The rules around safeguarding in Ireland flow from the EU’s Payment Services Directives and Electronic Money Directives. They apply to non-bank payment service providers to give customers confidence that their funds are protected when using this type of firm. This has a wide application because a range of different firms have recently been set up in Ireland’s expanding payment and e-money sector.
The Central Bank announced through its Consumer Protection Outlook last year that it will have a special focus on the sector’s compliance with safeguarding.
Six steps to effective safeguarding
The Central Bank will expect payment and e-money institutions to incorporate the following six best practices.
- Maintain documents outlining well-formed and comprehensive policies and procedures around safeguarding.
- Perform a thorough risk assessment of the various aspects of safeguarding, including the choice of safeguarding method and safeguarding partner (for example, the credit-worthiness of the EEA-authorised credit institution).
- Undertake a proper reconciliation daily, which is signed, dated, and recorded in hard copy.
- Take prompt action to record and fix any differences found in reconciliations using the institution’s own funds.
- Senior management must take an interest in and understand the processes and risks involved in safeguarding, and be able to challenge those presenting new data, policies or frameworks which may not comply.

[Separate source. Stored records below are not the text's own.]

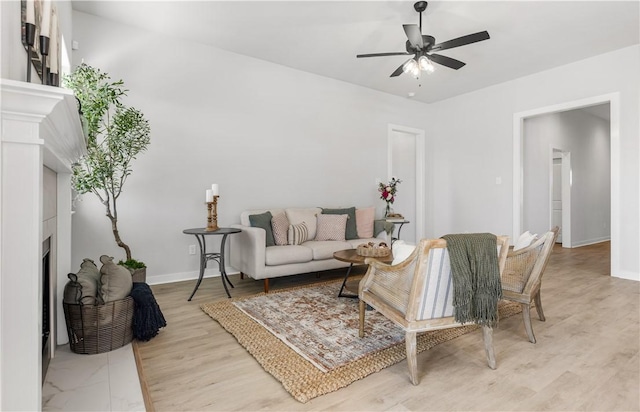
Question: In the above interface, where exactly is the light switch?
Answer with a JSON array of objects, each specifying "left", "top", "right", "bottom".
[{"left": 495, "top": 177, "right": 502, "bottom": 185}]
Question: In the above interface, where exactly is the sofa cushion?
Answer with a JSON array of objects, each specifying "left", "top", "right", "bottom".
[
  {"left": 356, "top": 207, "right": 376, "bottom": 238},
  {"left": 288, "top": 222, "right": 309, "bottom": 245},
  {"left": 315, "top": 214, "right": 348, "bottom": 241},
  {"left": 285, "top": 207, "right": 321, "bottom": 239},
  {"left": 265, "top": 245, "right": 313, "bottom": 266},
  {"left": 249, "top": 211, "right": 276, "bottom": 247},
  {"left": 271, "top": 212, "right": 289, "bottom": 246},
  {"left": 303, "top": 240, "right": 353, "bottom": 260},
  {"left": 322, "top": 207, "right": 358, "bottom": 239}
]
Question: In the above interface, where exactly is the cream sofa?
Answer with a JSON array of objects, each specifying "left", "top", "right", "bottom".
[{"left": 230, "top": 207, "right": 390, "bottom": 292}]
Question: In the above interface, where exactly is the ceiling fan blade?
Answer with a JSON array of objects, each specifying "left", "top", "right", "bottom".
[
  {"left": 428, "top": 53, "right": 466, "bottom": 70},
  {"left": 390, "top": 64, "right": 405, "bottom": 77},
  {"left": 357, "top": 52, "right": 412, "bottom": 58},
  {"left": 403, "top": 24, "right": 424, "bottom": 49},
  {"left": 431, "top": 31, "right": 490, "bottom": 52}
]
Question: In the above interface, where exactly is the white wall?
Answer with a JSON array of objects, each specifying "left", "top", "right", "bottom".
[
  {"left": 428, "top": 45, "right": 639, "bottom": 280},
  {"left": 70, "top": 11, "right": 430, "bottom": 284},
  {"left": 70, "top": 12, "right": 639, "bottom": 282},
  {"left": 523, "top": 109, "right": 611, "bottom": 246}
]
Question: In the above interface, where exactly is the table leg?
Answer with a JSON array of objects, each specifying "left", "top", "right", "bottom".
[
  {"left": 188, "top": 235, "right": 206, "bottom": 301},
  {"left": 219, "top": 234, "right": 235, "bottom": 289},
  {"left": 338, "top": 263, "right": 358, "bottom": 298}
]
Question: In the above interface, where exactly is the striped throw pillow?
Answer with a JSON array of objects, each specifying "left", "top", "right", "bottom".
[
  {"left": 271, "top": 212, "right": 289, "bottom": 246},
  {"left": 288, "top": 222, "right": 309, "bottom": 245}
]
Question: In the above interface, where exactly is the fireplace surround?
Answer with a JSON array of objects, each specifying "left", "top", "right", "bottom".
[{"left": 1, "top": 79, "right": 85, "bottom": 410}]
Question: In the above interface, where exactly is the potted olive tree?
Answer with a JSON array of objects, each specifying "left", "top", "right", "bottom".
[{"left": 64, "top": 63, "right": 150, "bottom": 282}]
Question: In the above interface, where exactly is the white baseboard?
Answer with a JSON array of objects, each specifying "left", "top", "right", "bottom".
[
  {"left": 146, "top": 266, "right": 240, "bottom": 286},
  {"left": 612, "top": 270, "right": 640, "bottom": 282},
  {"left": 571, "top": 236, "right": 611, "bottom": 248}
]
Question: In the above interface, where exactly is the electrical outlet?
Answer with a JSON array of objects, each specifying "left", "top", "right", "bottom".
[{"left": 189, "top": 245, "right": 196, "bottom": 255}]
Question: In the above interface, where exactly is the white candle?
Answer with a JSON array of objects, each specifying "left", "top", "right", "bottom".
[
  {"left": 206, "top": 189, "right": 213, "bottom": 203},
  {"left": 211, "top": 184, "right": 219, "bottom": 196},
  {"left": 40, "top": 0, "right": 52, "bottom": 38},
  {"left": 49, "top": 10, "right": 58, "bottom": 73},
  {"left": 26, "top": 0, "right": 35, "bottom": 24}
]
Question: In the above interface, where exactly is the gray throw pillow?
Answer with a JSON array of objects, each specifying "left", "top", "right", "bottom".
[
  {"left": 249, "top": 211, "right": 276, "bottom": 247},
  {"left": 73, "top": 258, "right": 103, "bottom": 305},
  {"left": 99, "top": 255, "right": 133, "bottom": 303},
  {"left": 322, "top": 207, "right": 358, "bottom": 239},
  {"left": 63, "top": 274, "right": 83, "bottom": 304}
]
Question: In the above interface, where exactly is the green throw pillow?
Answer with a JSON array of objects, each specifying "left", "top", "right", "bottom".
[
  {"left": 322, "top": 207, "right": 358, "bottom": 239},
  {"left": 249, "top": 211, "right": 276, "bottom": 247}
]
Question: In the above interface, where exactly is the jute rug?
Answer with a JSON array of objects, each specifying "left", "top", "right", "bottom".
[{"left": 201, "top": 279, "right": 522, "bottom": 403}]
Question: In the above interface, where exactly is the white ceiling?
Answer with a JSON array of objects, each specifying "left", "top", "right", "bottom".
[{"left": 71, "top": 1, "right": 640, "bottom": 104}]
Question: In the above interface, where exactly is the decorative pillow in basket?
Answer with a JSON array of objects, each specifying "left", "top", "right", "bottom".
[
  {"left": 357, "top": 241, "right": 391, "bottom": 257},
  {"left": 63, "top": 256, "right": 135, "bottom": 354}
]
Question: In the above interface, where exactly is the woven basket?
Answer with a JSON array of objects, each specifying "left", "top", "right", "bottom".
[
  {"left": 357, "top": 244, "right": 391, "bottom": 257},
  {"left": 63, "top": 296, "right": 134, "bottom": 354}
]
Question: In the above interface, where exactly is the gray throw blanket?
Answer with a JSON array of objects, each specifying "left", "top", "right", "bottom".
[{"left": 441, "top": 233, "right": 502, "bottom": 327}]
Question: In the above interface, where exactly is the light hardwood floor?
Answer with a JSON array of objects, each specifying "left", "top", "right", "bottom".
[{"left": 137, "top": 242, "right": 639, "bottom": 411}]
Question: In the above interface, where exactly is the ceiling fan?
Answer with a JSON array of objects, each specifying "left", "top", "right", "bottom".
[{"left": 357, "top": 1, "right": 490, "bottom": 78}]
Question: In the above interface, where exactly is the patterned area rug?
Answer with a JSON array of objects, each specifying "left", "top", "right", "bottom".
[{"left": 201, "top": 280, "right": 521, "bottom": 403}]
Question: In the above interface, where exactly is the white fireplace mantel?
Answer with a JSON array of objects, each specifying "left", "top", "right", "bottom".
[{"left": 1, "top": 79, "right": 86, "bottom": 411}]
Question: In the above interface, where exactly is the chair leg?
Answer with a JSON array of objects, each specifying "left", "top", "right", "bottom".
[
  {"left": 522, "top": 303, "right": 537, "bottom": 343},
  {"left": 358, "top": 300, "right": 366, "bottom": 338},
  {"left": 482, "top": 326, "right": 497, "bottom": 369},
  {"left": 405, "top": 331, "right": 419, "bottom": 385},
  {"left": 534, "top": 291, "right": 546, "bottom": 321}
]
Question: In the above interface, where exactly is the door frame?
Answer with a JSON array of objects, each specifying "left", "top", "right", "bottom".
[
  {"left": 513, "top": 92, "right": 619, "bottom": 276},
  {"left": 387, "top": 124, "right": 426, "bottom": 243}
]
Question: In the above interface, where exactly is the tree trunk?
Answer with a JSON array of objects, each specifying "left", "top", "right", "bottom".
[{"left": 107, "top": 214, "right": 131, "bottom": 260}]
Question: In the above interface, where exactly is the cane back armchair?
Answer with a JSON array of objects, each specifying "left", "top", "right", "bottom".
[
  {"left": 358, "top": 235, "right": 509, "bottom": 385},
  {"left": 501, "top": 227, "right": 559, "bottom": 343}
]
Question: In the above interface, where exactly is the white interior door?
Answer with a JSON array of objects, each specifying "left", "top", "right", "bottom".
[{"left": 388, "top": 124, "right": 425, "bottom": 244}]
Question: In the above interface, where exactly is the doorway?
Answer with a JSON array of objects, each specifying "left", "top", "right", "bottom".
[
  {"left": 514, "top": 93, "right": 618, "bottom": 275},
  {"left": 387, "top": 124, "right": 425, "bottom": 244}
]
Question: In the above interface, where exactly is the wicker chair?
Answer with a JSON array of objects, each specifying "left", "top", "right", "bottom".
[
  {"left": 358, "top": 235, "right": 510, "bottom": 385},
  {"left": 501, "top": 227, "right": 559, "bottom": 343}
]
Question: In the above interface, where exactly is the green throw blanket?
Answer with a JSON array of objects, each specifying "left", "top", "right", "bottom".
[{"left": 441, "top": 233, "right": 502, "bottom": 327}]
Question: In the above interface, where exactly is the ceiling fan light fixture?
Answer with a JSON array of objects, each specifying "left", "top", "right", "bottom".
[
  {"left": 419, "top": 55, "right": 435, "bottom": 73},
  {"left": 402, "top": 58, "right": 418, "bottom": 74}
]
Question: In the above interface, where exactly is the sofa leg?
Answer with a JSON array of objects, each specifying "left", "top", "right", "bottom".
[
  {"left": 263, "top": 279, "right": 270, "bottom": 293},
  {"left": 240, "top": 272, "right": 244, "bottom": 280}
]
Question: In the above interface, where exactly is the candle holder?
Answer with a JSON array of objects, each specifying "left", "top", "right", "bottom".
[
  {"left": 39, "top": 35, "right": 50, "bottom": 85},
  {"left": 24, "top": 23, "right": 36, "bottom": 82},
  {"left": 205, "top": 196, "right": 220, "bottom": 232}
]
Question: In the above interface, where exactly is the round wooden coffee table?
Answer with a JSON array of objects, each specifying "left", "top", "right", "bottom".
[{"left": 333, "top": 249, "right": 393, "bottom": 298}]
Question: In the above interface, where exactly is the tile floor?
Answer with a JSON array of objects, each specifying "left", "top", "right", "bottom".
[{"left": 42, "top": 343, "right": 145, "bottom": 411}]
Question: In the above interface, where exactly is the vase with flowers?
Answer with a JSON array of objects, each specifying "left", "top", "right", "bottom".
[{"left": 378, "top": 177, "right": 402, "bottom": 217}]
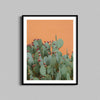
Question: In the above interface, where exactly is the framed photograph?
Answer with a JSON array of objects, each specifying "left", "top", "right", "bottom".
[{"left": 22, "top": 15, "right": 78, "bottom": 85}]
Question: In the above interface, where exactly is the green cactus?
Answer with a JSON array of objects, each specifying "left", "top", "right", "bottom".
[
  {"left": 55, "top": 35, "right": 57, "bottom": 41},
  {"left": 27, "top": 35, "right": 73, "bottom": 80},
  {"left": 56, "top": 72, "right": 61, "bottom": 80},
  {"left": 27, "top": 52, "right": 34, "bottom": 66},
  {"left": 46, "top": 55, "right": 52, "bottom": 65},
  {"left": 71, "top": 53, "right": 73, "bottom": 62},
  {"left": 47, "top": 65, "right": 52, "bottom": 75},
  {"left": 51, "top": 55, "right": 56, "bottom": 66},
  {"left": 37, "top": 39, "right": 42, "bottom": 48},
  {"left": 40, "top": 65, "right": 46, "bottom": 76},
  {"left": 57, "top": 39, "right": 64, "bottom": 48},
  {"left": 33, "top": 77, "right": 39, "bottom": 80}
]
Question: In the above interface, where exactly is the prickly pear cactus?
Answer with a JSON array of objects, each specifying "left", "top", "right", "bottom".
[
  {"left": 27, "top": 36, "right": 73, "bottom": 80},
  {"left": 40, "top": 65, "right": 46, "bottom": 76}
]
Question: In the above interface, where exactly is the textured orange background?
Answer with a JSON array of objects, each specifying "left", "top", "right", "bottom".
[{"left": 27, "top": 20, "right": 73, "bottom": 57}]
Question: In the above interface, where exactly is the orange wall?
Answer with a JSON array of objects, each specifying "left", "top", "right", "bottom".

- Name safeguarding accounts accurately and clearly to identify that they hold customers’ funds.
The costs of ineffective safeguarding
These six steps may sound simple enough but ignoring them can – and does – inflict significant legal, financial, reputational, and strategic damage on financial institutions. In recent years, two national regulators have applied intensive scrutiny around safeguarding which led to enforcement action being taken against five firms:
- The Bank of Lithuania fined four e-money institutions for safeguarding failures in 2019. These firms had used a chain of payment institutions rather than registered banks to move customers’ funds around. While this offered them lower costs and a more effective service, the Bank ruled that the funds were not held with an appropriate credit institution or bank.
- The UK’s Financial Conduct Authority has taken enforcement action against one firm to date and issued further warnings on safeguarding. This risk was heightened after multiple financial institutions became insolvent in 2019, raising questions over the safety of apparently safeguarded customer funds.
In summary, payment and e-money institutions should ensure they understand their obligations around safeguarding. Equally importantly, they must put in place a plan to mitigate risks, secure customer funds, and meet ever-expanding regulatory requirements.